転移者、転生者は文化振興、上下水道整備や、医学の発展に努めて文芸の世界や、人の生活面の点において大きな変化をもたらす。それで大抵の人間は莫大な富を得るのがほとんどだ。綺麗な街並みを維持できているのもその先駆者達のお陰だ。
対して、元からこちら側の人間は短絡的な思考をしている人に与えられる事が多く、戦争や内乱に加担し、最終的には他国を侵略する戦争を引き起こし、その時は国を越えての討伐隊が組まれることがある。

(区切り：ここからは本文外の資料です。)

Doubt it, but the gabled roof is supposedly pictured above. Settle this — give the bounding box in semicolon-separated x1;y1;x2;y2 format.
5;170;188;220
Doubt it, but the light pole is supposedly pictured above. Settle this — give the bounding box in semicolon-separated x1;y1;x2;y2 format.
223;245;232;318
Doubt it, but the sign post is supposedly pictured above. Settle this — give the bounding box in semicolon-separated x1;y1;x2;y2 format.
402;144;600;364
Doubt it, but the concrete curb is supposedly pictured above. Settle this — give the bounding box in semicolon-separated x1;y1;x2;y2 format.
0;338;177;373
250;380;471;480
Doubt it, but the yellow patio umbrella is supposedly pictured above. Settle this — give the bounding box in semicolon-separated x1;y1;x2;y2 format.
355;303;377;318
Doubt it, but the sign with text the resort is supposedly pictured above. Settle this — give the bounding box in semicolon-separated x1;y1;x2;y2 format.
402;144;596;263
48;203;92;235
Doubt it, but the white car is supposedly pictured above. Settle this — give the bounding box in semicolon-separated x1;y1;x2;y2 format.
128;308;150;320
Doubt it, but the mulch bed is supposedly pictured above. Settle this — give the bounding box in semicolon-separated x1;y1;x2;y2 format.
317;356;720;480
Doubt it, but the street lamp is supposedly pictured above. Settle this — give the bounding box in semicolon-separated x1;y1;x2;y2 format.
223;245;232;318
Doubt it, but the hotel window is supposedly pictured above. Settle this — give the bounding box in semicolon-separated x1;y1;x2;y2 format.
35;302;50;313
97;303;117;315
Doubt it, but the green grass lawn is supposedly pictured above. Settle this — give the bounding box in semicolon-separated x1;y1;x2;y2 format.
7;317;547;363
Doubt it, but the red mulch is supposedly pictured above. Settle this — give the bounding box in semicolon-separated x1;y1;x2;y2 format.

そして、双方に共通する特徴は神から祝福を受けている点である。
「その可能性がない訳ではない。さっきも言ったようその可能性は高い。だがそれはあまり考えたくない」
そういった者は世界を混沌にする、カオスは人の印象だ、しかし、実際にそれが起きる時は誰もそれに気づけない。だがそれは時として国すらも亡き者にする。
とにかく、不安定な要素は任務に不要だ。
「珍しいね。君が希望的観測をするなんて、現実逃避と言った方が良いかな」
「臭いものには蓋だ。出来れば関わりたくない」
「そうかい、だが将棋の開発者も同じだったようだ」
「あの後調べたのか、それで?」
「その人はかなり穏やかで、将棋の振興に一生を捧げたらしい、噂によれば無限にものを収納できる祝福を持っていたようだ」
「ケースバイケースって事か」
「そうだね」
「ナガサワがそうであることを願うか」
「まあ、大丈夫だと思うよ......あっ!忘れてたんだけど、魔王国で奴隷制度と身分制度が廃止されたらしいね。その他にも色々な制度が変わったとか......」
「そうなのか、というかそんな重要な事を忘れてたのかよ!」
「ごめんごめん」
「さて、それは置いておいて。まあお前に教えれるのは、魔法と剣だけに頼り過ぎると簡単に倒されると言う事だな。バルトールなら特進選抜魔法科にあがってこれると思うぞ」
「僕なんかが......不可能だよ」
「世の中に絶対なんてない、故に不可能なんてものは存在しない」
「......分かったよ、やってみる」
そうして、三時間ほど武術を教えて、修練場を出る。
《エクストラブースト》は中級魔法で《ブースト》の強化版。《ブースト》とは違って、一時的な魔法の威力を強化する事が出来るのも特徴の一つ。
《ファイアーエンチャント》は剣に炎を付与できる他、日常生活では普段の調理にも使われる初級魔法である。